As for her characterization: “The story has a sad part, but Cinderella is always filled with hope. She never gives up, and always finds the wonder in the world. She finds magic in the mundane, even doing her little chores around the house.”
Rocas’ role model: “Alina Cojucaru [the Romanian-born dancer now with the English National Ballet]. I watch her videos on YouTube. Her dancing is so beautiful, so pure.”
Also on the dance card:
Hubbard Street Dance Chicago (March 17-20 at the Harris Theater for Music and Dance; www.harris theaterchicago.org), featuring a world premiere by the ever-witty Lucas Crandall to be performed in boots, and inspired by the velocity and energy of stampedes; Alejandro Cerrudo’s “The Impossible,” a theatrical tale of an aging couple; and Gustavo Ramirez Sansano’s high-energy homage to George Balanchine, “I am Mister B.”
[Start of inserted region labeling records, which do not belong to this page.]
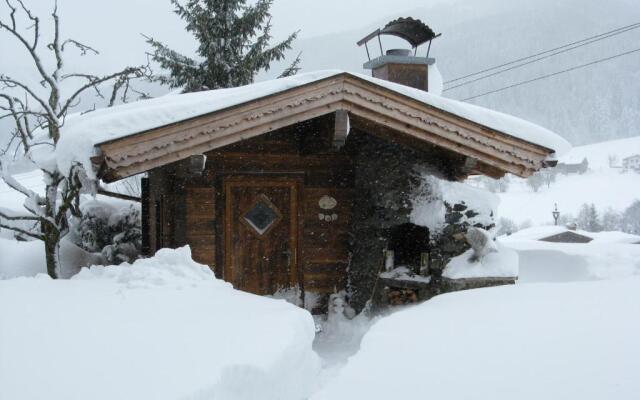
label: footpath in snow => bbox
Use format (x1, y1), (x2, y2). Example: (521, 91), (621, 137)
(312, 278), (640, 400)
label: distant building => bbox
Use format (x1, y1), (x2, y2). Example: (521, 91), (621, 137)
(622, 154), (640, 171)
(538, 230), (593, 243)
(555, 157), (589, 175)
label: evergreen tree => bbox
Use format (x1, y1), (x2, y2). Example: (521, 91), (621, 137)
(576, 204), (602, 232)
(147, 0), (299, 92)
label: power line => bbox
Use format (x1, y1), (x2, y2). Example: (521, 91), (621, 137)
(445, 22), (640, 84)
(462, 48), (640, 101)
(443, 24), (640, 92)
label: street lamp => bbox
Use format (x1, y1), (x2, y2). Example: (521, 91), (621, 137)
(551, 203), (560, 225)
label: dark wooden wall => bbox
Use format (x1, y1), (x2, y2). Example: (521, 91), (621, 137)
(143, 116), (354, 304)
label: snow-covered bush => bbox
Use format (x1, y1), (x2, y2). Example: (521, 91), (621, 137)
(576, 203), (602, 232)
(72, 201), (142, 264)
(622, 200), (640, 235)
(496, 217), (518, 236)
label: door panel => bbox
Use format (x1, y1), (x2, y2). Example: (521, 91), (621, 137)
(224, 177), (300, 295)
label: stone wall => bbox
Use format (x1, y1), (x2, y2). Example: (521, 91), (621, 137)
(349, 133), (437, 311)
(348, 132), (500, 312)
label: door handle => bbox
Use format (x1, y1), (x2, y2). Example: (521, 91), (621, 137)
(282, 249), (292, 267)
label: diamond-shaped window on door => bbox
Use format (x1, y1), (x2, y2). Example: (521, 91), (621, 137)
(242, 194), (282, 236)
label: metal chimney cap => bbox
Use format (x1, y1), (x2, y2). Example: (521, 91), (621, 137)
(387, 49), (411, 57)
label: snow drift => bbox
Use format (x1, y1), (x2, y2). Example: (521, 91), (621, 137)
(312, 278), (640, 400)
(0, 248), (319, 400)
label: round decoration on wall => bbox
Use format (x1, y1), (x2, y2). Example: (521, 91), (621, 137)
(318, 196), (338, 210)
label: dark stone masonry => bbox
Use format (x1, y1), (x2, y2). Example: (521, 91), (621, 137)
(342, 133), (514, 311)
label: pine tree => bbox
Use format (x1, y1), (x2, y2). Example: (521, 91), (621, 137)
(147, 0), (299, 92)
(576, 204), (602, 232)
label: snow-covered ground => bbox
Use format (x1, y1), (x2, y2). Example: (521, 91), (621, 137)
(499, 226), (640, 283)
(312, 278), (640, 400)
(0, 248), (319, 400)
(498, 136), (640, 226)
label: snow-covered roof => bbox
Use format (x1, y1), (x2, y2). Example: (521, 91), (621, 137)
(51, 70), (570, 176)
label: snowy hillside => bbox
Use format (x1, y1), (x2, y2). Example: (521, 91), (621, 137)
(488, 136), (640, 226)
(312, 278), (640, 400)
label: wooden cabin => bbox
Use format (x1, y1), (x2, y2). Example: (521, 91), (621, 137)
(87, 66), (554, 306)
(77, 18), (565, 309)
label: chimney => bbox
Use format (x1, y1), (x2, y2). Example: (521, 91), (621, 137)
(358, 18), (440, 91)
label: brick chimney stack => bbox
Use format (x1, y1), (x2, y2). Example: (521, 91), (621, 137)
(363, 49), (436, 91)
(358, 17), (440, 91)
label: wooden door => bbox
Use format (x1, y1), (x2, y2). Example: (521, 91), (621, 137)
(224, 177), (300, 295)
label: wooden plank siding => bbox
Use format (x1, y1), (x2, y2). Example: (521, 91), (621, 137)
(95, 74), (552, 181)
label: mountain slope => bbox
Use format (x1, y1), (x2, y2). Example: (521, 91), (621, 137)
(264, 0), (640, 145)
(498, 136), (640, 225)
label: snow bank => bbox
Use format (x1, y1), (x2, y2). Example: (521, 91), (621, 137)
(498, 227), (640, 283)
(409, 172), (500, 232)
(503, 225), (640, 243)
(498, 136), (640, 225)
(0, 248), (319, 400)
(52, 69), (570, 173)
(312, 279), (640, 400)
(442, 245), (519, 279)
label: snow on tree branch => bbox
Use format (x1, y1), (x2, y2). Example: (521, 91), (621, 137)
(0, 0), (152, 278)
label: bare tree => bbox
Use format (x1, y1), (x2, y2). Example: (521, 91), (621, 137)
(0, 0), (151, 278)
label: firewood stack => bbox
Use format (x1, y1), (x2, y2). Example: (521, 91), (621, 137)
(387, 288), (418, 306)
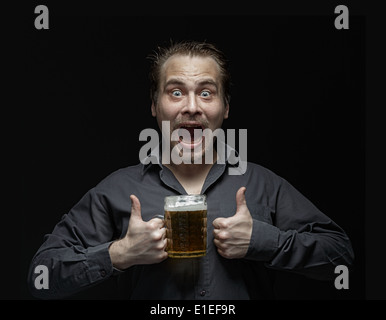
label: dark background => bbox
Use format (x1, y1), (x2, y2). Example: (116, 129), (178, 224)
(14, 3), (366, 299)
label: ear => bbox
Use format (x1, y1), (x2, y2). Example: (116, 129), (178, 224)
(224, 103), (229, 119)
(151, 101), (157, 117)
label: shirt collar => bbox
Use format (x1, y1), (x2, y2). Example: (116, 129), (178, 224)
(140, 141), (239, 175)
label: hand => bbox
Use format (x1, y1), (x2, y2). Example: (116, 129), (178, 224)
(109, 195), (168, 270)
(213, 187), (253, 259)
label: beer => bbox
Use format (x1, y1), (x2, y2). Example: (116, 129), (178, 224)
(165, 195), (207, 258)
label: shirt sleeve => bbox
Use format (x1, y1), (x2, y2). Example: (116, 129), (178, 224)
(27, 189), (119, 299)
(246, 179), (354, 280)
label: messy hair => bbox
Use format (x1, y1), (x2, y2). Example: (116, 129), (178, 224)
(148, 41), (231, 105)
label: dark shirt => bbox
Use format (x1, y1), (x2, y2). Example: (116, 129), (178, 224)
(28, 151), (354, 300)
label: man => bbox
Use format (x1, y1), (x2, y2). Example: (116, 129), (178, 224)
(28, 42), (353, 299)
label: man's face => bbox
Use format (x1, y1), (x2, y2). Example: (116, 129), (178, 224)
(151, 55), (229, 164)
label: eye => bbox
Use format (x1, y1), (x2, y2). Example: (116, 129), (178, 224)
(201, 90), (210, 98)
(172, 90), (182, 97)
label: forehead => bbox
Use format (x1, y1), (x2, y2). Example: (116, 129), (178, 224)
(161, 55), (220, 81)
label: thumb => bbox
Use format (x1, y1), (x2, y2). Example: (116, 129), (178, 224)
(130, 194), (142, 221)
(236, 187), (248, 214)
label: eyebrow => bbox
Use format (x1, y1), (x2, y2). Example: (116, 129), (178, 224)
(164, 78), (218, 89)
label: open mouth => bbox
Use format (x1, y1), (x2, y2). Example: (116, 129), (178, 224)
(178, 123), (204, 148)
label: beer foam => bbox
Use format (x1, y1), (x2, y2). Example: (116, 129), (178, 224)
(164, 202), (207, 211)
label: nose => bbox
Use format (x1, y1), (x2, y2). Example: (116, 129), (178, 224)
(182, 93), (202, 115)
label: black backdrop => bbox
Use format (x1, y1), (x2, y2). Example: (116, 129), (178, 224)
(16, 10), (365, 299)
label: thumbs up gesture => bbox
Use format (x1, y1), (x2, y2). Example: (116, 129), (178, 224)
(213, 187), (253, 259)
(109, 195), (168, 270)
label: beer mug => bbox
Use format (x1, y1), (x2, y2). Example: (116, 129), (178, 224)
(164, 194), (207, 258)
Miami City Ballet (Program A on April 29 and Program B on April 30 at the Harris Theater for Music and Dance; www.harristheaterchicago.org). Now in its 30th anniversary season, this dynamic company will present works by George Balanchine, Liam Scarlett and Alexei Ratmansky on the first night (accompanied by the Chicago Philharmonic Orchestra), and Balanchine and Justin Peck (his acclaimed “Heatscape”), on the second night.
Visceral Dance Chicago (April 8 and 9 at the Harris Theater for Music and Dance; www.harristheaterchicago.org). This always impressive contemporary dance company, now in its third season, will present artistic director Nick Pupillo’s new full-company work “Vital,” accompanied by percussionist Peter Ferry, as well as “The Last Round,” Pupillo’s collaboration with the Chicago Philharmonic, and his piece, “SheThree.” A new work for the company by the ingenious Marguerite Donlon draws on Irish culture and wit, and there will be a reprise of Fernando Melo’s playfully surreal “Bate.”